A&E Video // Unrated // March 29, 2011
List Price: $29.95 [Buy now and save at Amazon]

Review by Paul Mavis | posted May 17, 2011 | E-mail the Author

Quite effective again when it sticks to heart-tugging romance and family drama amid the post-Civil War Rocky Mountains...but be careful when it starts to preach and "teach." CBS DVD and A&E have re-released Dr. Quinn, Medicine Woman: The Complete Season Two, a seven-disc, 22-episode collection that represents the sophomore (and first "full") 1993-1994 season of the popular Saturday night CBS family drama. Starring the beautiful, talented Jane Seymour and handsome, easygoing Joe Lando, this season of Dr. Quinn, Medicine Woman advances the viewer-popular relationship between Dr. Mike and Sully, while continuing to beat the drum for problematic social issues circa the late 1900s...or the mid 1990s, if you close your eyes and forget this is a period Western. Passionate, yes. Mostly effective, certainly. But also quite cagey and calculated...and downright dishonest, whenever things get a little complicated and sticky.

A little retread for those who aren't familiar with the series...or my first review. Boston, immediately following the Civil War. Michaela Quinn (Jane Seymour), under the tutelage of her physician father, has become a doctor, as well―a rare occurrence for a woman even in the more liberated East. However, when Michaela's father dies, his and his daughter's practice dies with him (so much for liberal Boston), so Dr. Quinn picks up stakes and moves clear cross the country to Colorado Springs, Colorado, where she answers an advertisement for a town doctor. Once it's discovered that the lovely young lady steppin' off the coach is the podunk burg's new sawbones, all manner of fractious bedevilments a'start to ailin' the town folk. Put plain and simple in 1867 America: no one out West trusts a woman doctor...no matter how temptin' it might to have the lovely "Dr. Mike" take yer temperature. Storekeeper Loren Bray (Orson Bean) is a gen-u-wine Western grump who scoffs at the notion of havin' a female treat his hernia. Jake Slicker (Jim Knobeloch) is the town barber and head racist, and his ministrations should be good enough for anyone―so what if his most accomplished doctorin' consists of a shave and a haircut? Bar owner and pimp Hank Claggerty (William Shockley) is openly contemptuous of Dr. Mike, as well...when he's not looking her up and down and licking his chops.

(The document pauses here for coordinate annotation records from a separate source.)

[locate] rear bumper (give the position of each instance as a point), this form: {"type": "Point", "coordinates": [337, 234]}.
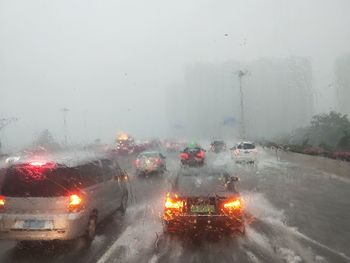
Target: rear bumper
{"type": "Point", "coordinates": [64, 227]}
{"type": "Point", "coordinates": [186, 223]}
{"type": "Point", "coordinates": [149, 169]}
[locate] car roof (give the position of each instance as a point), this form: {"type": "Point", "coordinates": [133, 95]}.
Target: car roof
{"type": "Point", "coordinates": [68, 159]}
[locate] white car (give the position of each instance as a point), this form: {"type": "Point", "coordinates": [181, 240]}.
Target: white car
{"type": "Point", "coordinates": [245, 152]}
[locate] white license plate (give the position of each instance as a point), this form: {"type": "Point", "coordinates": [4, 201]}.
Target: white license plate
{"type": "Point", "coordinates": [33, 224]}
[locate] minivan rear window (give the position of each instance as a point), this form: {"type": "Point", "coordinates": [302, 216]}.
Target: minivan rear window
{"type": "Point", "coordinates": [27, 181]}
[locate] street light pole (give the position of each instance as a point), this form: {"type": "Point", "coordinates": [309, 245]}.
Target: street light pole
{"type": "Point", "coordinates": [241, 74]}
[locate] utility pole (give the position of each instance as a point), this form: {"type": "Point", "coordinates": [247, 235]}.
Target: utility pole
{"type": "Point", "coordinates": [65, 111]}
{"type": "Point", "coordinates": [241, 74]}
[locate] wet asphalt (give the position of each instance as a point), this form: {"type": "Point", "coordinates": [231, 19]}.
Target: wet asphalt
{"type": "Point", "coordinates": [296, 214]}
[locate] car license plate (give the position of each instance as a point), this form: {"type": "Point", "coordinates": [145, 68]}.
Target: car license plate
{"type": "Point", "coordinates": [34, 224]}
{"type": "Point", "coordinates": [202, 208]}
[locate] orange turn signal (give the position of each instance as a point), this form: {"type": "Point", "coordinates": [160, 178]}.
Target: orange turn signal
{"type": "Point", "coordinates": [173, 204]}
{"type": "Point", "coordinates": [236, 204]}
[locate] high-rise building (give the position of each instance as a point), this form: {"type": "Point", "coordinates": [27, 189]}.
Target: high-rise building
{"type": "Point", "coordinates": [342, 74]}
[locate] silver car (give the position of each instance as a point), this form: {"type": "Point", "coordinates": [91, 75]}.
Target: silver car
{"type": "Point", "coordinates": [52, 201]}
{"type": "Point", "coordinates": [148, 162]}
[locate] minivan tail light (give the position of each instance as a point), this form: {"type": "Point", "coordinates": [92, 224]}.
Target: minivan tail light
{"type": "Point", "coordinates": [75, 203]}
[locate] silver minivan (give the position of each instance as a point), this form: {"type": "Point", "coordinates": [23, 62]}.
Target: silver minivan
{"type": "Point", "coordinates": [53, 201]}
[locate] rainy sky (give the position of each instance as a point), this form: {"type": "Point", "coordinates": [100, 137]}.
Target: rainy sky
{"type": "Point", "coordinates": [111, 62]}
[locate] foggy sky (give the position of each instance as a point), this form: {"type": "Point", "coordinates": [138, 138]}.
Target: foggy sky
{"type": "Point", "coordinates": [110, 62]}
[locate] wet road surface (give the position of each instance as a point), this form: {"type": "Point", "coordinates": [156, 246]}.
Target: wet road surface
{"type": "Point", "coordinates": [300, 215]}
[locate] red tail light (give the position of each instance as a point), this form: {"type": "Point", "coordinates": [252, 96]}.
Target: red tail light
{"type": "Point", "coordinates": [184, 156]}
{"type": "Point", "coordinates": [232, 204]}
{"type": "Point", "coordinates": [75, 203]}
{"type": "Point", "coordinates": [2, 202]}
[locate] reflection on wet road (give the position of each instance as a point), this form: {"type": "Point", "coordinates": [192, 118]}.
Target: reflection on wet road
{"type": "Point", "coordinates": [300, 215]}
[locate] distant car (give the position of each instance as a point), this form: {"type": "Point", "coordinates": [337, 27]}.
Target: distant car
{"type": "Point", "coordinates": [218, 146]}
{"type": "Point", "coordinates": [43, 200]}
{"type": "Point", "coordinates": [245, 152]}
{"type": "Point", "coordinates": [192, 156]}
{"type": "Point", "coordinates": [150, 162]}
{"type": "Point", "coordinates": [204, 202]}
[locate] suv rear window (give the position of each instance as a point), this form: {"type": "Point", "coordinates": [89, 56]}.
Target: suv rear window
{"type": "Point", "coordinates": [246, 146]}
{"type": "Point", "coordinates": [27, 181]}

Luckily, those three young'uns Dr. Mike adopted when their maw up and croaked have finally settled down to their new little family group. 18-year-old Matthew Cooper (Chad Allen), 13-year-old Colleen Cooper (Erika Flores), and 11-year-old Brian Cooper (Shawn Toovey), weren't sure at first what to make of this Eastern city slicker who seemed to have all the answers to everythin', but her obvious love and devotion to them has now won them over. Only they and the town's outcasts seem to cotton to the newcomer, though: perpetually homely telegraph operator Horace Bing (Frank Collison); wishy-washy, newcomer Dorothy Jennings (Barbara Babcock), an old flame of Loren's; totally non-threatenin'-in-any-sexual-manner town preacherman Reverend Timothy Johnson (Geoffrey Lower); runaway slave-turned-town blacksmith Robert E. (Henry G. Sanders); sassy outdoor café owner Grace (Jonelle Allen); and town whore-with-a-heart-of-gold Myra Bing (Helene Udy). Oh, and also Byron Sully (Joe Lando), a compact little mountain man drippin' with sweaty, musky sex appeal (mostly from constantly wearing leather, regardless of the heat), a perpetual Elvis sneer, and a mane of hair that would rival Samson and/or Victor Mature. Forever broodin' attractively over his tragic past, Sully wages a constant war of attraction/repulsion at the thought of becomin' involved with the dewy Dr. Mike...who battles her own desire to tear off every inch of buckskin Sully wears. Can Dr. Quinn single-handedly bring Eastern enlightenment to these bigoted, racist, gender-biased, ignorant Western sh*tkickers?

MAJOR PLOT SPOILERS WARNING

Having just recently reviewed Season One of Dr. Quinn, Medicine Woman, and having found it enjoyable yet slightly silly when it grafted its modern P.C. concerns onto its mid-19th-century framework, I was curious to see how the series would shake out during its sophomore session―always a critical moment in a series when the writers either build on a show's initial promise...or fall back onto increasing repetition. Interestingly, this next go-around of Dr. Quinn, Medicine Woman does quite well in amping up the show's pluses, particularly the romantic dilemma between fiercely passionate virgin Dr. Mike, and increasingly sullen Nature Boy, Sully. There are several good stories that fit well within the series' Western drama genre expectations, while even one or two of its "message" episodes succeed through sheer force of will alone. Unfortunately, when Dr. Quinn, Medicine Woman does openly preach (particularly about American Indians), its bias and evasions are painfully evident.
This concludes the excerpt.